A dead simple, type-safe DAG (Directed Acyclic Graph) library for Python with runtime validation, caching, and full async support.
Perfect for building data pipelines, ML workflows, and computation graphs without the complexity of larger frameworks.
- 🎯 Type Safe - Full generic type support with runtime validation
- ⚡ Async/Await - First-class async support with concurrent execution
- 🔒 Cycle Detection - Automatic detection at construction time
- 💾 Result Caching - Memoization to avoid redundant computations
- 📊 Topological Sorting - Efficient execution using Kahn's algorithm
- 🐛 Great Error Messages - Clear, actionable error reporting
- 📈 Visualization - Tree view and Mermaid diagram generation
- 🪶 Zero Dependencies - Pure Python implementation
- 🎨 Simple API - Decorator-based interface
pip install dag-simple
Or using uv:
uv add dag-simple
from dag_simple import node
# Define your computation nodes
@node()
def load_data(source: str) -> dict[str, list[int]]:
return {"data": [1, 2, 3, 4, 5]}
@node(deps=[load_data])
def process(load_data: dict[str, list[int]]) -> dict[str, list[int]]:
return {"processed": [x * 2 for x in load_data["data"]]}
@node(deps=[process])
def save(process: dict[str, list[int]]) -> str:
return f"Saved {len(process['processed'])} items"
# Execute the pipeline
result = save.run(source="database")
print(result) # "Saved 5 items"
assert result == "Saved 5 items"
# Visualize the DAG
save.visualize()
# Output:
# ○ save
# ○ process
# ○ load_dataPerfect for straightforward, linear workflows:
from dag_simple import node
@node()
def step1(x: int) -> int:
return x + 1
@node(deps=[step1])
def step2(step1: int) -> int:
return step1 * 2
# Simple execution
result = step2.run(x=5) # 12
assert result == 12When to use:
- ✅ Simple, linear pipeline (A → B → C)
- ✅ Single target to execute
- ✅ Small projects (<10 nodes)
- ✅ Quick prototypes
The DAG class excels when you need:
from dag_simple import DAG, node
dag = DAG(name="analytics")
# User analytics workflow
@node()
def load_users() -> list[dict[str, int]]:
return [{"id": 1}, {"id": 2}]
@node(deps=[load_users])
def analyze_users(load_users: list[dict[str, int]]) -> dict[str, int]:
return {"count": len(load_users)}
# Sales analytics workflow
@node()
def load_sales() -> list[dict[str, int]]:
return [{"amount": 100}, {"amount": 200}]
@node(deps=[load_sales])
def analyze_sales(load_sales: list[dict[str, int]]) -> dict[str, int]:
return {"total": sum(s["amount"] for s in load_sales)}
# Add to DAG
dag.add_nodes(load_users, analyze_users, load_sales, analyze_sales)

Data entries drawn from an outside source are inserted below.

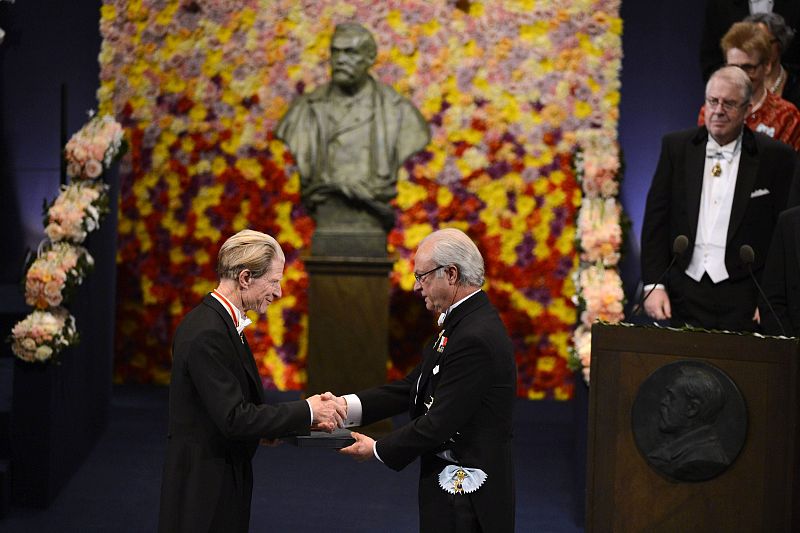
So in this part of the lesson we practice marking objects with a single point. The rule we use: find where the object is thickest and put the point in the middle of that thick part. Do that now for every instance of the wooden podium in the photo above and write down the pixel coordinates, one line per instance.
(759, 491)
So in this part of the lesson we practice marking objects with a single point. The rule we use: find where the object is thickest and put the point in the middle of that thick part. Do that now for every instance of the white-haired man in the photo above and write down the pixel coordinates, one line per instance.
(460, 396)
(217, 413)
(721, 186)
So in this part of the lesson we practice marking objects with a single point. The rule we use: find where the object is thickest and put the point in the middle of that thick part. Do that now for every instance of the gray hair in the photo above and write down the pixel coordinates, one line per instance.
(454, 247)
(737, 77)
(247, 250)
(777, 27)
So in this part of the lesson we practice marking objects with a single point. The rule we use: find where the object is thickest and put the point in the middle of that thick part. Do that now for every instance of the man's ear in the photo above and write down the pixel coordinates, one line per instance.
(692, 407)
(452, 274)
(244, 278)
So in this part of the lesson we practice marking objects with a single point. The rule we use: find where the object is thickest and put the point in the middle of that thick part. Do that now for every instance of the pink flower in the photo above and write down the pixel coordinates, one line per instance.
(93, 168)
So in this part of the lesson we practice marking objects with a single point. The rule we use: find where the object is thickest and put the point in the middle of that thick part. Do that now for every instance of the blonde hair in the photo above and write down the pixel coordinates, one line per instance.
(736, 77)
(748, 37)
(247, 250)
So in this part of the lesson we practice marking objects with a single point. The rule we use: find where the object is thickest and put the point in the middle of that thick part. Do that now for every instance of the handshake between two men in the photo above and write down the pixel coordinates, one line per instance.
(330, 413)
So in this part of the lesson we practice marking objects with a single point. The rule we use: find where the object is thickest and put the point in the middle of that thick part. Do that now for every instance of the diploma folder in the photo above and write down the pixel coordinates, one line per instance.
(340, 438)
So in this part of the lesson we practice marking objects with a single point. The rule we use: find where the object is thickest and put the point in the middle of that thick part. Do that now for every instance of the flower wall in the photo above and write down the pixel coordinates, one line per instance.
(512, 90)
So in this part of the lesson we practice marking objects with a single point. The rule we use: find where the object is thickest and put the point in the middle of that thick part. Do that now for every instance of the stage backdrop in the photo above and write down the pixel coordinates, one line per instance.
(512, 90)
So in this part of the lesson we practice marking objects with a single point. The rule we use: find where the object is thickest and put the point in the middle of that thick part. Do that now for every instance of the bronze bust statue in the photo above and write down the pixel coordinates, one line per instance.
(349, 137)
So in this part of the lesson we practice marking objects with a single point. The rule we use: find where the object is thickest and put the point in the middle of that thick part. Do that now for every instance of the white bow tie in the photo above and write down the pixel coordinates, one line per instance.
(243, 324)
(715, 151)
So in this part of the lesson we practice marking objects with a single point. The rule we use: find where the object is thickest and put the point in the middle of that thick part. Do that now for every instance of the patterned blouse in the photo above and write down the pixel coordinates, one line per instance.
(776, 117)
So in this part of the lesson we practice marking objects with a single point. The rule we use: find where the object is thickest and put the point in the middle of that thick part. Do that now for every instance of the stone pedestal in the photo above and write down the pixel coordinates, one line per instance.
(348, 322)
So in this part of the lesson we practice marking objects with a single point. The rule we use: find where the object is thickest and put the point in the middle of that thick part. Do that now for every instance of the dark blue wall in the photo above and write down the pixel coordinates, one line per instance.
(48, 44)
(49, 78)
(662, 91)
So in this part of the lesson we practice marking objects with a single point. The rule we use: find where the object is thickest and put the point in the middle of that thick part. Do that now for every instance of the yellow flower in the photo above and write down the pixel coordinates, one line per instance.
(443, 197)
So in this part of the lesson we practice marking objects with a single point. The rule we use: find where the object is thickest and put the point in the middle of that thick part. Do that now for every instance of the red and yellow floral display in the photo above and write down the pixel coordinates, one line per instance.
(510, 89)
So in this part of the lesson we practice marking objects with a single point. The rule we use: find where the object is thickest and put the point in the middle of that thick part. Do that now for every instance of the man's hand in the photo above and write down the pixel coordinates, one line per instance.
(657, 305)
(361, 449)
(328, 412)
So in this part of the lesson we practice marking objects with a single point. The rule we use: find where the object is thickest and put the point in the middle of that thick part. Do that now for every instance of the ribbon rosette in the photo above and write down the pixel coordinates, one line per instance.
(461, 480)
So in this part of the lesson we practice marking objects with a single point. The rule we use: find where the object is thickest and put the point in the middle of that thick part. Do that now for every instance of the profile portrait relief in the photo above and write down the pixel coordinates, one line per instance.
(349, 138)
(689, 421)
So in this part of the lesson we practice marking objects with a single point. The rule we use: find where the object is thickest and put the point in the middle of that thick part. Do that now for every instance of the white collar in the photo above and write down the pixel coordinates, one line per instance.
(449, 310)
(240, 320)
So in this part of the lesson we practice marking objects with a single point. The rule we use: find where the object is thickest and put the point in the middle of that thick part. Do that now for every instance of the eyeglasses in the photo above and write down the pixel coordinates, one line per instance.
(727, 105)
(749, 68)
(419, 277)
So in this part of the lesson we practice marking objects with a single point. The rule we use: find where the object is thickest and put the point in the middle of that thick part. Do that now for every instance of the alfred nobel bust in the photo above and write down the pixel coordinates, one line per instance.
(349, 137)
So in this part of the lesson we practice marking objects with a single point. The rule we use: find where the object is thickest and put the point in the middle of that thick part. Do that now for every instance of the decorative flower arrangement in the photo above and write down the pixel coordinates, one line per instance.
(511, 89)
(61, 264)
(93, 148)
(43, 334)
(599, 292)
(76, 212)
(55, 273)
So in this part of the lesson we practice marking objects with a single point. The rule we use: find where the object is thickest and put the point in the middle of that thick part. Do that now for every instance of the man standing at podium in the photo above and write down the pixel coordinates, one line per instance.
(217, 412)
(720, 186)
(460, 398)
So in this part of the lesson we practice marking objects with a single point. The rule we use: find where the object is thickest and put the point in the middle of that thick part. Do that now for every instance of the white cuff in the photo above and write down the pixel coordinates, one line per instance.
(311, 410)
(354, 410)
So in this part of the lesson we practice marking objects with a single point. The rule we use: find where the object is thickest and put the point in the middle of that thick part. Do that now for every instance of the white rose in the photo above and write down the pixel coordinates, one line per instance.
(43, 353)
(28, 344)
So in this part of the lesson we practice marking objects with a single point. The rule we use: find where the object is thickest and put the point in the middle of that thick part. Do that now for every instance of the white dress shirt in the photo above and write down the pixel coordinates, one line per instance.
(714, 218)
(240, 321)
(354, 409)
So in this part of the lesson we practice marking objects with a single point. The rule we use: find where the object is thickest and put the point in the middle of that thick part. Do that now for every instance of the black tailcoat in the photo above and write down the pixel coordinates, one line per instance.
(460, 399)
(216, 419)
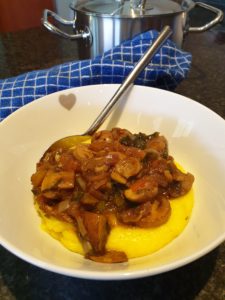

# Execute specific workflow
user_stats = dag.execute("analyze_users")
assert user_stats == {"count": 2}
# Or execute ALL workflows at once
all_results = dag.execute_all()
# {'analyze_users': {...}, 'analyze_sales': {...}}
assert all_results["analyze_users"] == {"count": 2}
assert all_results["analyze_sales"] == {"total": 300}import asyncio
from dag_simple import DAG, node
dag = DAG("data_pipeline")
@node()
async def fetch_api_1() -> dict[str, list[int]]:
await asyncio.sleep(0.2)
return {"data": [1, 2, 3]}
@node()
async def fetch_api_2() -> dict[str, list[int]]:
await asyncio.sleep(0.2)
return {"data": [4, 5, 6]}
dag.add_nodes(fetch_api_1, fetch_api_2)
# Execute both APIs concurrently! (~0.2s, not 0.4s)
async def main():
results = await dag.execute_all_async()
assert results["fetch_api_1"] == {"data": [1, 2, 3]}
assert results["fetch_api_2"] == {"data": [4, 5, 6]}
return results
# For testing purposes, we'll just create the DAG
# In real usage, you'd call: asyncio.run(main())from dag_simple import DAG, node
# Separate DAGs for different domains
user_service = DAG("user_service")
order_service = DAG("order_service")
# Same node name in different DAGs - no conflicts!
@node()
def get_data():
return "user data"
user_service.add_node(get_data)
@node()
def get_data(): # Different implementation
return "order data"
order_service.add_node(get_data)When to use DAG class:
- ✅ Multiple independent workflows
- ✅ Need to execute multiple targets at once
- ✅ Large projects (10+ nodes)
- ✅ Want automatic concurrent async execution
- ✅ Need namespace separation
run_sync_in_process and run_async_in_process wrap a DAG evaluation in a
ProcessPoolExecutor. They are useful when you want the work to run on a separate
CPU core or need to isolate long-running jobs from interactive code.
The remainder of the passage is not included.